İşte tam da bu nedenle özel sektör kurum ve markalarının da hem finansal desteklerine hem de paydaşlara ulaşabilme uzmanlıklarına ciddi şekilde ihtiyacımız var. Yani bu konuda gerçek bir etki yaratabilmek için herkesin elini taşın altına koyması gerekiyor. Ama buradaki kritik mesele, konunun gündem yaratabilme gücünün cazibesi ile bir kerelik göstermelik destekler veren ve hemen ardından kurum ya da marka için yeteri kadar tanıtım faydası yaratıldığını hissettikleri noktada bir sonraki gündemin peşinde koşmaya başlayan şirketlerin gerçek etki yaratamayacağını anlamamız gerektiği.
Meme kanseri gibi bir konuda bıkmadan, usanmadan ve etki alanını sürekli geliştirerek emek verilmesi gerekiyor. Bu emeği içselleştirerek bir kurumsal amaç haline dönüştürenleri de kutlayarak desteklemeyi taşıdığım risk nedeniyle sürekli bu endişe ile yaşayıp düzenli kontrolden geçmek zorunda olan bir kadın olarak çok önemsiyorum.
Ve bu yüzden de meme kanseri farkındalık ayında, bir gün ya da birkaç ay için değil; tam 11 yıldır sürdürdüğü Pembe Kurdele projesi ile kadınları meme sağlığı konusunda bilinçlendirmeye ve erken teşhisin önemine vurgu yapmaya devam eden Nestle Nesfit’e gönülden müteşekkirim. Tabii aynı zamanda bu projenin iş ortağı MEMEDER’e ve projeye destek veren Migros’a da...

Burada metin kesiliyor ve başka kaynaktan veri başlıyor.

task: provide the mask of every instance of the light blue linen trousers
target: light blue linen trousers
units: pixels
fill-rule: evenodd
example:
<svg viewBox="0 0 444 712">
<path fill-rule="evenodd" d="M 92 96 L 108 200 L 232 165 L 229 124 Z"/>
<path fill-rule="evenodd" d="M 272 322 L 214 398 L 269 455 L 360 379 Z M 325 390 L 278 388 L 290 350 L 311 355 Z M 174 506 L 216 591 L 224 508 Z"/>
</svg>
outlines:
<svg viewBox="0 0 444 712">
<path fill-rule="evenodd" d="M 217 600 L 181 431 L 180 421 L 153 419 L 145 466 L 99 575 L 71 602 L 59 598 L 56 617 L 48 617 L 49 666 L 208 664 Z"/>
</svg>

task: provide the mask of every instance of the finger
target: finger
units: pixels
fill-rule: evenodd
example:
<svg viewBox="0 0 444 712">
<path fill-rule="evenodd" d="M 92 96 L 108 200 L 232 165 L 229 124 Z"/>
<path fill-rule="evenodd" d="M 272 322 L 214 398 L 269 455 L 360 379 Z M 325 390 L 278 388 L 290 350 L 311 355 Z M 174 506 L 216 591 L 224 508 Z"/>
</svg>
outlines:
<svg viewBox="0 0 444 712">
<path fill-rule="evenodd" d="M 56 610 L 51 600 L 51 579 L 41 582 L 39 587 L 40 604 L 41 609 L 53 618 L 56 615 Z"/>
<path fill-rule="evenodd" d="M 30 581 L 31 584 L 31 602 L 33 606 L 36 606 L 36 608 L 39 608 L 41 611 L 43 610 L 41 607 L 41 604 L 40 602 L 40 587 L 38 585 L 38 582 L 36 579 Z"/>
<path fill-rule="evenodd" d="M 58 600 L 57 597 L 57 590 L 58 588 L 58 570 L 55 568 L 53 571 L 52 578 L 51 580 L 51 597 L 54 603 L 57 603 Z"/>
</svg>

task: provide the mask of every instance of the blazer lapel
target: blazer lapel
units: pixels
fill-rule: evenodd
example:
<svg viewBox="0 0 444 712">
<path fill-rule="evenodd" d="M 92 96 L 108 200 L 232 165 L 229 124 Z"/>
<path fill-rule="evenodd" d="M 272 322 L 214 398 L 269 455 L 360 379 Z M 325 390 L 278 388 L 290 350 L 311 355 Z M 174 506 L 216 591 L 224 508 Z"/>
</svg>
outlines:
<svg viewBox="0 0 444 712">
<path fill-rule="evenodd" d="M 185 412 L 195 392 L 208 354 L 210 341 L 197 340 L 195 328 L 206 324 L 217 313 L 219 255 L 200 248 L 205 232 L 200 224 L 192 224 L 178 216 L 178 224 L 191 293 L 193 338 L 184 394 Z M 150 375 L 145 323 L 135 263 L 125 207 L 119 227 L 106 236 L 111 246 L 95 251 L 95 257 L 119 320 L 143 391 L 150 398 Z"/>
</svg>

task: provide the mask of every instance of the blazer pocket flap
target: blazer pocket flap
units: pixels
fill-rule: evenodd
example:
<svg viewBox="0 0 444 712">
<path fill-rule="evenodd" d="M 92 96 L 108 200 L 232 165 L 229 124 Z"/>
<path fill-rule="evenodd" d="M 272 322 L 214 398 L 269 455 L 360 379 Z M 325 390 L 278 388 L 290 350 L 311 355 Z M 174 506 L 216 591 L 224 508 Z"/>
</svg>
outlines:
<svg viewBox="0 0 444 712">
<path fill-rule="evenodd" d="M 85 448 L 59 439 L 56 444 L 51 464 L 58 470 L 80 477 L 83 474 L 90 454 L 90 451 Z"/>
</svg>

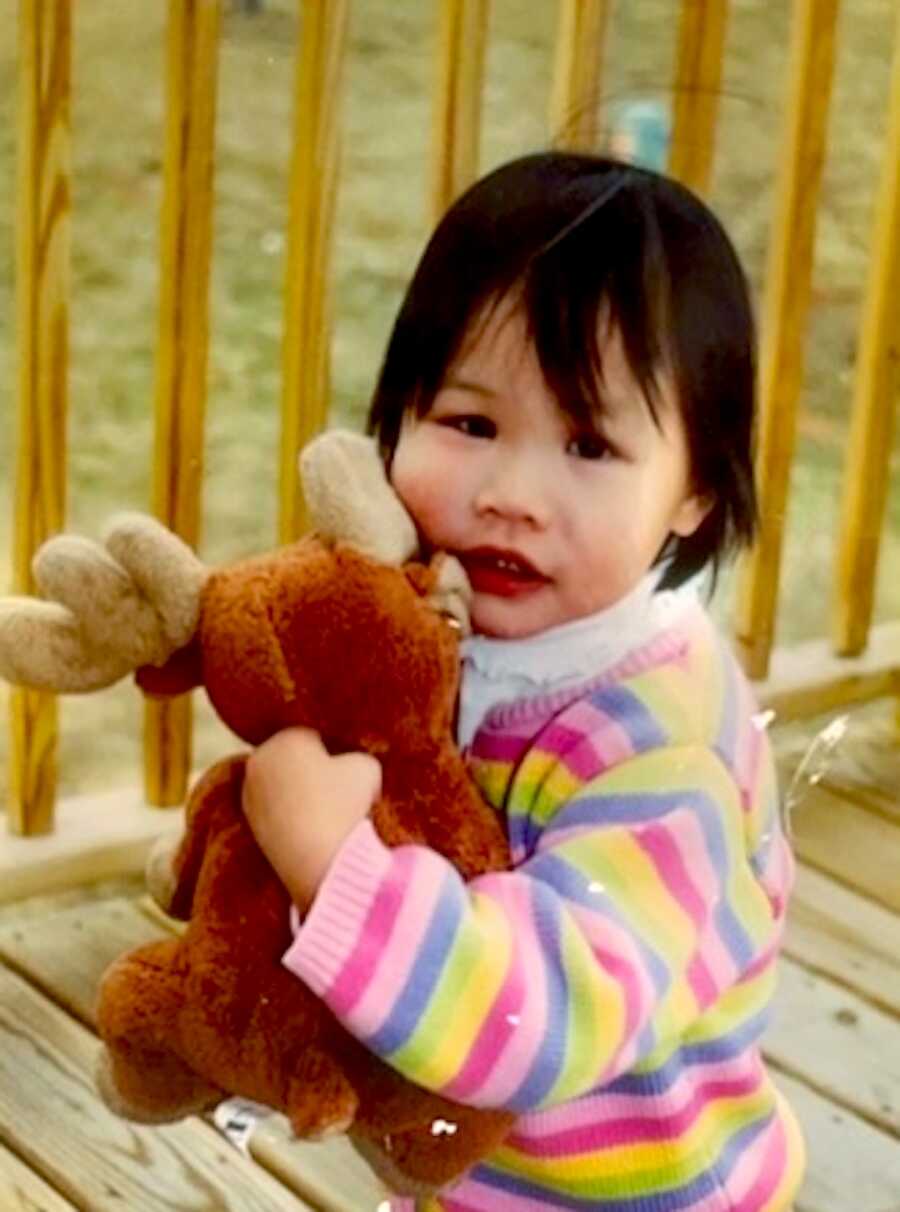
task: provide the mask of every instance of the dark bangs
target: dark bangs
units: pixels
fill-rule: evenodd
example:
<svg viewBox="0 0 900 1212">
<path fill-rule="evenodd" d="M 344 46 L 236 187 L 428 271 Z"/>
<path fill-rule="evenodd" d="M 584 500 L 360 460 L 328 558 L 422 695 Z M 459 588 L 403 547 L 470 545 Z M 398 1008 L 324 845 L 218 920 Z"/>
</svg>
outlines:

Konu benim için de ve tüm kadınlar için de bu kadar hassas olduğundan yıllardır devam eden bu projenin nasıl bir etki yarattığını öğrenmek istedim. Ve Nestlé Kahvaltılık Gevrekler İş Birimi Genel Müdürü Burçin Alev Ekşi’ye gerçekten kadınlara umut olabilecek nasıl bir etki yarattıklarını sordum. Bugüne kadar 60 bine yakın kadının meme sağlığı kontrolüne, 9 bine yakın kadında erken teşhisine ve 271 kadının tedavisine destek olduklarına dair verileri aldığımda da iyi ki bu konuyu bir amaç haline getirmişler diye düşündüm.
MEMEDER Kurucusu ve Onursal Başkanı’nın Önemli Hatırlatması
Prof. Dr. Vahit Özmen, meme kanseri farkındalık ve bilincini yaratmaya ve erken teşhis/ tedavi için çok geniş bir eko-sistemi harekete geçirmeye ömrünü adamış bir bilim insanı. Ve meme kanserinden yaşanan kayıpları azaltmanın sadece kadını korumak olmadığının özellikle altını çiziyor. Onun, ”bir kadının sağlığı aynı zamanda ailesinin, toplumun ve geleceğin sağlığıdır” sözleri bu meseleyi neden önemsememiz gerektiğinin en güzel özeti diye düşünüyorum.
Bir kadınsanız ve bu yazıyı okuyorsanız lütfen kendinizi, çocuğunuzu ve ailenizi düşünün ve gerekli kontrolleri düzenli olarak yaptırın. Eğer bir erkekseniz lütfen ailenizdeki, çevrenizdeki kadınları korumak için onlara hatırlatın.